- Born: Heide Mintzer
- Education: M.A. in Spiritual Psychology
- Alma mater: University of Santa Monica
- Occupations: Psychologist, author, media personality & relationship expert
- Website: heidebanks.com

= Heide Banks =

American psychotherapist

Heide Banks is a psychotherapist, author, TV personality and relationship expert. She is the author of It Works for Me and has appeared on various television programs including 20/20, The Early Show, Good Morning America and The Oprah Winfrey Show.

==Career==
Banks began her career as a theatre and television producer who produced projects including the Broadway theatre production of I Got a Girl for You! (The Frankenstein Musical) and American Playhouse specials True West and The Dining Room. She is an executive producer of the Cannes Film Festival winning documentary Freedom to Choose. She received her Masters of Arts in Spiritual Psychology from the University of Santa Monica.

In 1996, she authored It Works For Me. She was also a contributing editor for several books including Chicken Soup for the Soul. As a relationship expert, Banks makes regular television appearances on networks including ABC and CBS and CNN. She is also a contributor to The Huffington Post and is referenced in multiple bestsellers including Arianna Huffington's On Becoming Fearless...In Love, Work, and Life.

In 2004, Banks organized the New York Break Up Club, a social club for people who have recently left romantic relationships. She was a relationship therapist for contestants on The Bachelor and appeared on the 20/20 special Inside the Bachelor: The Stories Behind the Rose. In 2010 she appeared on the ABC TV special 25 Years Of Sexy: People Magazine's Sexiest Man Alive. The same year she was a featured panelist on TV Guide Channel's Curb: The Discussion.

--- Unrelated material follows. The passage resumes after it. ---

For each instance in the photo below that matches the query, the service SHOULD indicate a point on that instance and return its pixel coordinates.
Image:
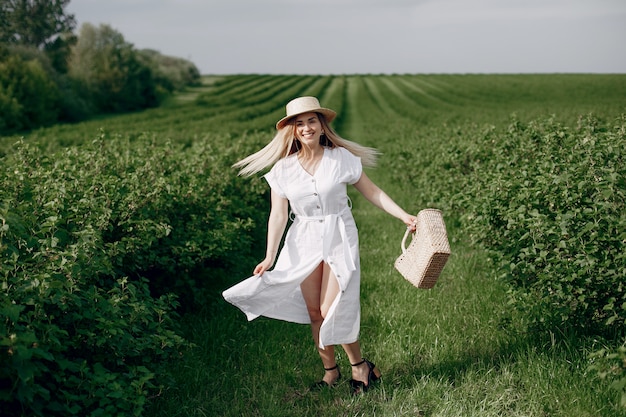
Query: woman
(316, 278)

Banks is the Chairman of the Board for A Factor Consulting Inc. in New York. She is the senior advisor to the Ignite-Good Movement and is the official representative to the United Nations for Center for Partnership Studies. She is also involved with The Flawless Foundation, an advocacy group for children with brain based behavioral challenges, as well as the non-profit arts association Performa and Phoenix House Drug Treatment Centers.